Das Karöttchen bot an diesem Mittag zweierlei vegane Variationen an: Basmatireis mit indischem Gemüse und vegetarisches Thai-Huhn in Kokossauce.
»Willst mi dableamln? Des Hendl is gar koa Hendl? Des Hendl is aus Saubohnen?« Anderl scannte Julia, die seinen Teller abräumte, so aufmerksam wie immer, vielleicht sogar eine Spur gründlicher, ob sich nicht irgendwo etwas Beunruhigendes hinter ihrer zarten blonden Erscheinung verbergen könnte, etwas, das sie auf die Idee brachte, Mannsbilder in a Dirndl zu stecken. Er spülte das falsche Huhn mit einem Schnaps herunter, winkte das Karöttchen zu sich.
»Hast eigentlich gwusst, dass wir Menschen verkümmerte Reißzähne ham, wiera Wolf, da, die Eckzähne, schaug amoi.« Er entblößte ein prachtvolles Gebiss.

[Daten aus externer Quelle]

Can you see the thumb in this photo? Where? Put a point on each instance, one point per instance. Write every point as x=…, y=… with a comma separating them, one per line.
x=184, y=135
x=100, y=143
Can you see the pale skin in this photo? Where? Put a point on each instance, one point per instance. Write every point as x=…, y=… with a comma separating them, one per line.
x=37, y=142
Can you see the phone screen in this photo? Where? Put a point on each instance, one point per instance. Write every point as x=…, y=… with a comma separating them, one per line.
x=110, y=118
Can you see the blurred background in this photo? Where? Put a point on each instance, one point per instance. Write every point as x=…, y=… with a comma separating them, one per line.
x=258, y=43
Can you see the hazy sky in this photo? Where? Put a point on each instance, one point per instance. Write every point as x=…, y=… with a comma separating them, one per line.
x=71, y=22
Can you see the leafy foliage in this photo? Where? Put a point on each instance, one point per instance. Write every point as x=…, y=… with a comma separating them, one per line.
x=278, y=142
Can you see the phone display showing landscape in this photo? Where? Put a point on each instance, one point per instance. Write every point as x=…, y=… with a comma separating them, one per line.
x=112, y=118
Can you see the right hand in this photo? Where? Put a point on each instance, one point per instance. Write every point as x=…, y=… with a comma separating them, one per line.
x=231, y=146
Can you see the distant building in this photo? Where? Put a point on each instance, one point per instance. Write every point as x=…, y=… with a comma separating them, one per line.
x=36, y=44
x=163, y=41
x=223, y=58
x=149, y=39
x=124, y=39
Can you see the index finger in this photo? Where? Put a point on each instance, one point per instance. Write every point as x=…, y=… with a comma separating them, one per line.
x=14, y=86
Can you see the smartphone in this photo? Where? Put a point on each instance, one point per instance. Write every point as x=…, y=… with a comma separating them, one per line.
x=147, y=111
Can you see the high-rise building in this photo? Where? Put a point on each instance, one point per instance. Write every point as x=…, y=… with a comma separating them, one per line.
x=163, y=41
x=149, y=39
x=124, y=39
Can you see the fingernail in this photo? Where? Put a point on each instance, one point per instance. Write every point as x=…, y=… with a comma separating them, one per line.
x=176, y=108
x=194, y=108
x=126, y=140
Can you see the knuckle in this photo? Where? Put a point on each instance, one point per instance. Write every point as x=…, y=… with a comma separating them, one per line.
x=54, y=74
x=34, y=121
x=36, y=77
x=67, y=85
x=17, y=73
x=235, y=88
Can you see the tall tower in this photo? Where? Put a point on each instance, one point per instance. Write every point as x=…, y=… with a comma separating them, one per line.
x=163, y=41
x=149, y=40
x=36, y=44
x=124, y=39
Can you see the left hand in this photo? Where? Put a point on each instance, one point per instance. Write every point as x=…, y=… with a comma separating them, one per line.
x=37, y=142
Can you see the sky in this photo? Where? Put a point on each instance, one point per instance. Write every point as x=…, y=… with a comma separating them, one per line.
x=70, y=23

»Wir miaßn Fleisch essen, das hast ned gewusst, ha? Ois andere is ned gesund. Also, machst halt morgen wenigstens amoi Weißwiarschtl, ha?« Anderl klappte seinen Mund mit den Reißzähnen wieder zu und verkündete, dass er auch zur heutigen Probe im Laden kommen werde, natürlich, er wolle ja sehen, was die junge Frau sich da ausgedacht habe.
»Heut is a Probn im Laden? Wofür denn?« Franzi, die auch ihr veganes Huhn gegessen hatte, aber Anderl zustimmte, dass das Ganze irgendwie nicht gesund sein könne, kam neugierig näher. Sie trug die neueste Kreation von Özcan: ein stahlblaues Trikot mit einem überdimensionalen bayrischen Löwen auf der Brust und einem weißblauen Umhang in der Art von Superwoman, und alle im Lokal drehten sich nach ihr um.
»Ach nix.« Therese machte eine wegwerfende Handbewegung. »Nur a kleine Zusammenkunft. Oh, hallo Nat. Was a Zufall.«
»Zufall? Is heut keine Probn?« Nat Wildmoser stand mitten im Raum, schnupperte. Hinter ihm schnupperten die Männer, die mit ihm gekommen waren. »Riacht guad. Was gibt’s denn?«
»A Hendl, des aus oam Keim von oaner Saubohne is«, sagte Anderl, und Nat lachte.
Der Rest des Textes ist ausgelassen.